A cosa si riferisce quando parla di “tempi esigui”?
«Sono i tempi in cui abbiamo deciso di abbandonare la Memoria e la Sobrietà; quando abbiamo spezzato il contratto col nostro delicatissimo e prezioso territorio in nome del “tutto e subito”; quando anche l’azione politica è diventata un’attività cash, pronto cassa; quando abbiamo deciso che nel paese dell’arte “di cultura non si mangia”… Più esigui di così… Io ho cercato di raccontare quel tempo di mezzo in cui siamo passati dalla coscienza della povertà all’illusione della ricchezza; quando abbiamo cessato di diventare cittadini e siamo diventati solo consumatori; quando da emigranti siamo diventati coloro che rimandano i profughi in mare…»

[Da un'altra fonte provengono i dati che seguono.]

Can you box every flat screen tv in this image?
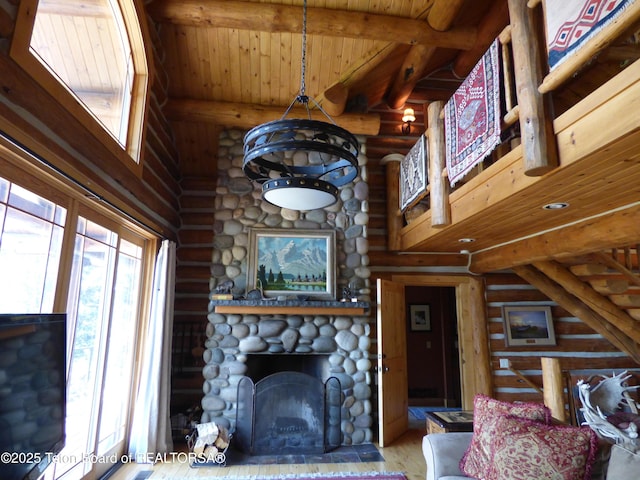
[0,313,66,480]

Come mai ha scelto questo preciso lasso temporale che va dal ’43 al ’78?
«Non cito mai il terrorismo, ma il ’78 è l’anno della morte di Aldo Moro e il ’43 il proverbiale anno della fame. Tra questi due numeri sussiste l’arco della nostra trasformazione genetica come italiani… Dalla rinascita dopo la lotta partigiana alla nuova lotta armata, due fasi sanguinose e intestine. Il resto è stata un’elaborazione ostinata di quell’escalation come i corni di un arco che di volta in volta si avvicinano o si allontanano a seconda delle tensioni. Seguirono gli anni ottanta e poi i deprimenti anni novanta all’insegna della parola senza sostanza, fino ad oggi: anni decisamente esigui».
Vuole anticiparci qualcosa del capitolo finale della trilogia?
«Sarà la saga di Cristian, si intitolerà “La Parola Profonda”, sarà pronto fra un paio d’anni… Ci vuole tempo per provare a scrivere bene».